When I wake up, I check my phone immediately. As I suspected, Amir replied in the early hours of the morning. A big night out at Glitter, I imagine. I text right back, thanking him for his offer of a night out but explaining again that I’ll be leaving this afternoon. I know I’m not getting away with just a straight key handover, so I suggest meeting at an ice cream parlour on the Calle Ribera at 2 p.m. I know I won’t hear from him until at least midday, given the amount of champagne I imagine he imbibed last night, so I hop in the tiny shower and throw on a sundress I hope makes me look slightly dowdy in Amir’s eyes. Certainly it’s devoid of any shimmer or stretch, and so is practically a boiler suit in comparison to what most of the women in this place choose to wear. In my short time here, it has come to feel as though a mix of sequins, gold buttons, and animal prints form some kind of unofficial uniform. Well that, and the blow-up, rubbery lips that make these women look as though they’re in the midst of a terrible allergic reaction to the iced coffee they sip on as they sunbathe.

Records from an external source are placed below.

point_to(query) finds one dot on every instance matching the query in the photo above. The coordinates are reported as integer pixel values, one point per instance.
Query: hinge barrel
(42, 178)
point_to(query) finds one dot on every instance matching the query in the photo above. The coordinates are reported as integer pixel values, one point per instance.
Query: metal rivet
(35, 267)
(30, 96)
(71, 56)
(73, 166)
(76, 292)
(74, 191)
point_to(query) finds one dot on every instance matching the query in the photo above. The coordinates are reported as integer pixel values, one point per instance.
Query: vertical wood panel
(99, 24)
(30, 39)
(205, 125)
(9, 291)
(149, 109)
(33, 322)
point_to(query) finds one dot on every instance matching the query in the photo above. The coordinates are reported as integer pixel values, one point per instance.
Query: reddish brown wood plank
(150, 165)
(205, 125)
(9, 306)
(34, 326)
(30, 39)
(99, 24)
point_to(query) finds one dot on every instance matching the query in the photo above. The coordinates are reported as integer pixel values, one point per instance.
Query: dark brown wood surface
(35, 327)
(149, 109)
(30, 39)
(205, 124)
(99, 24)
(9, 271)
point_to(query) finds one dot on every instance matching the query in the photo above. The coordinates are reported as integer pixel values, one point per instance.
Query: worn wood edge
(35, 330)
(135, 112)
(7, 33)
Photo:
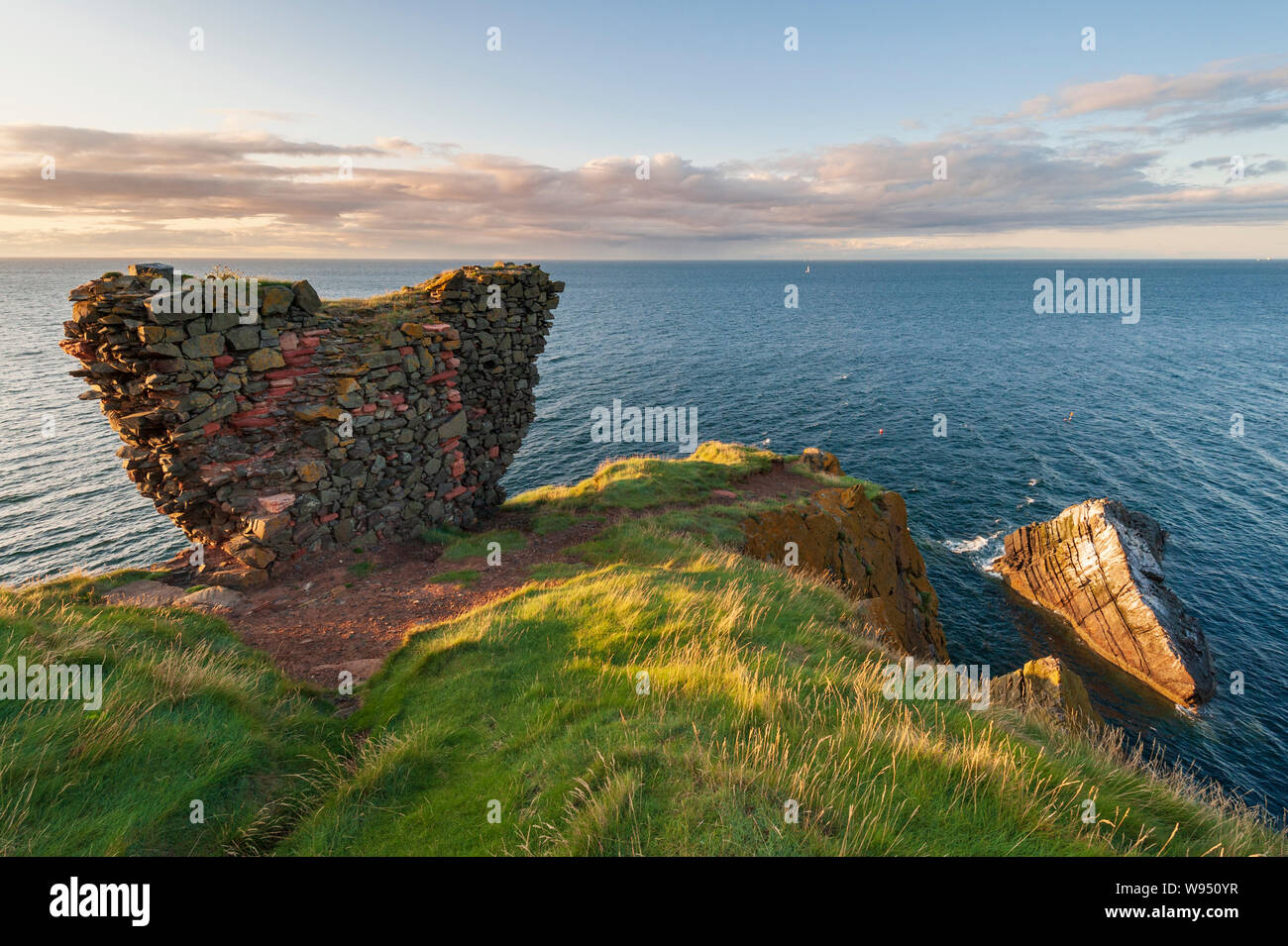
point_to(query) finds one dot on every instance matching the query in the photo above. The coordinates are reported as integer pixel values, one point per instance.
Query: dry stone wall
(304, 424)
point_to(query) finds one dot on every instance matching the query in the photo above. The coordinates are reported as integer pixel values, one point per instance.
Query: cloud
(270, 193)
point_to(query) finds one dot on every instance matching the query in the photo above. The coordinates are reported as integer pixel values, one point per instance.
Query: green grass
(554, 521)
(760, 691)
(472, 545)
(188, 713)
(639, 482)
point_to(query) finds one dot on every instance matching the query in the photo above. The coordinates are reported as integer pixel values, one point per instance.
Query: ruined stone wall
(317, 422)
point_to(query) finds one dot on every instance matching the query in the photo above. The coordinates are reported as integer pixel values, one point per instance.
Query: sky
(893, 130)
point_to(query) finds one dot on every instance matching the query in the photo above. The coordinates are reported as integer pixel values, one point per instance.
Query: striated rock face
(864, 546)
(1098, 566)
(1046, 686)
(822, 461)
(304, 425)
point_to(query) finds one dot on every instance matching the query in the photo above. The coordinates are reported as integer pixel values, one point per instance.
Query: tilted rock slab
(864, 546)
(1098, 566)
(317, 422)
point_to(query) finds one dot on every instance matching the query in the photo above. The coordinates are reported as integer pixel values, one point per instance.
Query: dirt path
(339, 609)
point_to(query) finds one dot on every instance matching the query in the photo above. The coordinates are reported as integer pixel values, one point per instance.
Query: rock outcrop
(822, 461)
(303, 425)
(1098, 566)
(1048, 687)
(864, 546)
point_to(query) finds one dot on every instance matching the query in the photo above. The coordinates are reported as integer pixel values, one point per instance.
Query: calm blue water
(874, 347)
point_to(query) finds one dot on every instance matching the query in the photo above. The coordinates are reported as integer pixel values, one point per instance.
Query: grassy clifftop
(653, 691)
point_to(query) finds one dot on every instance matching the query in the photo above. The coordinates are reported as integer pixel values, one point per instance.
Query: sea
(935, 378)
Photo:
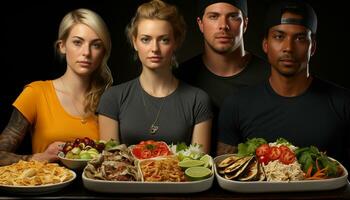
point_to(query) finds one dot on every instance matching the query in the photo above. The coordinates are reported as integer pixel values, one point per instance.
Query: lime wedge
(197, 173)
(191, 163)
(207, 160)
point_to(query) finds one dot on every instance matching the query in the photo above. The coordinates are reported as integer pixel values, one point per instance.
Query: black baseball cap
(240, 4)
(299, 7)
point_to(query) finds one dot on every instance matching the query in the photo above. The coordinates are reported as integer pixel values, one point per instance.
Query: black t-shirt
(218, 88)
(320, 117)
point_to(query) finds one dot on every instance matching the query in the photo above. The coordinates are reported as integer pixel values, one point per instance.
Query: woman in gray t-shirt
(155, 105)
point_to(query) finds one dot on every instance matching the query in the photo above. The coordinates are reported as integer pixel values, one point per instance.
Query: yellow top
(40, 105)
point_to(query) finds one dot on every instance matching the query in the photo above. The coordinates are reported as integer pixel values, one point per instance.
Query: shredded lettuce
(194, 151)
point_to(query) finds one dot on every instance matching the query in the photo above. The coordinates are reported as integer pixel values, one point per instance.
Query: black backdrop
(29, 29)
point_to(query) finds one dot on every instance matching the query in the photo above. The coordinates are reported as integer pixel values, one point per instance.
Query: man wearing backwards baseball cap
(224, 66)
(292, 104)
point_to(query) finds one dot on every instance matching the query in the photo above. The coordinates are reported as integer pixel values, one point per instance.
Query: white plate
(75, 164)
(293, 186)
(36, 190)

I don’t plan on coming back to this apartment, though I’ve booked it out until Saturday. I might be being too optimistic, but I don’t want to allow doubt to creep in at this crucial moment. I tidy up, throw the bedsheets in the washing machine and wipe down the surfaces. I pack up my small bag, and then lay out what I’ll need for the rest of the day. In my crossbody bag (it’s Gucci, one of the first things I bought when I started my new job, and even the ladies of Marbella would be impressed), I place my burner phone, wig, euros, folded-up plimsolls, a torch, latex gloves, a travel-size perfume bottle of liquid and a box of matches. Everything else goes in the holdall, including my real phone, passport, and credit cards.

I lock the apartment and take the key – just in case. In a fit of paranoia, I wipe down the door handle with my sleeve and realise I need to be better at this. If I’m going to carry on without being caught, a quick wipe down of random surfaces isn’t going to cut it. Ah well. This is the test balloon. The car is parked a good thirty-minute walk away, far away from the bustle on the main drag. I didn’t want it to be recorded in a car park, and this was the closest I could get to the apartment without risking it being towed away within seconds.